A sketch to her of Rowsley’s deep love. . . . Lady Charlotte wandered into an amazement at it. A sentence of her brother’s recent speaking danced in her recollection. He said of his country: That Lout comes to a knowledge of his wants too late. True, Old England is always louting to the rear, and has to be pricked in the rear and pulled by the neck before she ‘s equal to the circumstances around her. But what if his words were flung at him in turn! Short of ‘Lout,’ it rang correctly. ‘Too late,’ we hope to clip from the end of the sentence likewise. We have then, if you stress it–‘comes to a knowledge of his wants;–a fair example of the creatures men are; the greatest of men; who have to learn from the loss of the woman–or a fear of the loss–how much they really do love her.

Well, and she may learn the same or something sufficiently like it, if she ‘s caught in time, called to her face, Countess of Ormont, sister-in- law, and smoothed, petted, made believe she ‘s now understood and won’t be questioned on a single particular–in fact, she marches back in a sort of triumph; and all the past in a cupboard, locked up, without further inquiry.

Her brother Rowsley’s revealed human appearance of the stricken man –stricken right into his big heart–precipitated Lady Charlotte’s reflections and urged her to an unavailing fever of haste during the circuitous drive in moonlight to the port. She alighted at the principal inn, and was there informed that the packetboat, with a favouring breeze and tide, had started ten minutes earlier. She summoned the landlord, and described a lady, as probably one of the passengers: ‘Dark, holds herself up high. Some such lady had dined at the inn on tea, and gone aboard the boat soon after.

Lady Charlotte burned with the question: Alone? She repressed her feminine hunger and asked to see the book of visitors. But the lady had not slept at the inn, so had not been requested to write her name.

The track of the vessel could be seen from the pier, on the line of a bar of moonlight; and thinking, that the abominable woman, if aboard she was, had coolly provided herself with a continental passport–or had it done for two by her accomplice, that Weyburn, before she left London–Lady Charlotte sent a loathing gaze at the black figure of the boat on the water, untroubled by any reminder of her share in the conspiracy of events, which was to be her brother’s chastisement to his end.

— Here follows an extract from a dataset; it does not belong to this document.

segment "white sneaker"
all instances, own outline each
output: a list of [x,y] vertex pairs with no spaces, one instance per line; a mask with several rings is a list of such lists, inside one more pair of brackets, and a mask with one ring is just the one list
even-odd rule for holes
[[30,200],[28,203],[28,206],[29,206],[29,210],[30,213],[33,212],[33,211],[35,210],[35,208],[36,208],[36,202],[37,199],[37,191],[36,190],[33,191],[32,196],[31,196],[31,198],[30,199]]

Years are the teachers of the great rocky natures, whom they round and sap and pierce in caverns, having them on all sides, and striking deep inward at moments. There is no resisting the years, if we have a heart, and a common understanding. They constitute, in the sum of them, the self-examination, whence issues, acknowledged or not, a belated self- knowledge, to direct our final actions. She had the heart. Sight of the high-minded, proud, speechless man suffering for the absence of a runaway woman, not ceasing to suffer, never blaming the woman, and consequently, it could be fancied, blaming himself, broke down Lady Charlotte’s defences and moved her to review her part in her brother Rowsley’s unhappiness. For supposing him to blame himself, her power to cast a shadow of blame on him went from her, and therewith her vindication of her conduct. He lived at Olmer. She read him by degrees, as those who have become absolutely tongueless have to be read; and so she gathered that this mortally (or lastingly) wounded brother of hers was pleased by an allusion to his Aminta. He ran his finger on the lines of a map of Spain, from Barcelona over to Granada; and impressed his nail at a point appearing to be mountainous or woody. Lady Charlotte suggested that he and his Aminta had passed by there. He told a story of a carriage accident: added, ‘She was very brave.’ One day, when he had taken a keepsake book of England’s Beauties off the drawing-room table, his eyes dwelt on a face awhile, and he handed it, with a nod, followed by a slight depreciatory shrug. ‘Like her, not so handsome,’ Lady Charlotte said.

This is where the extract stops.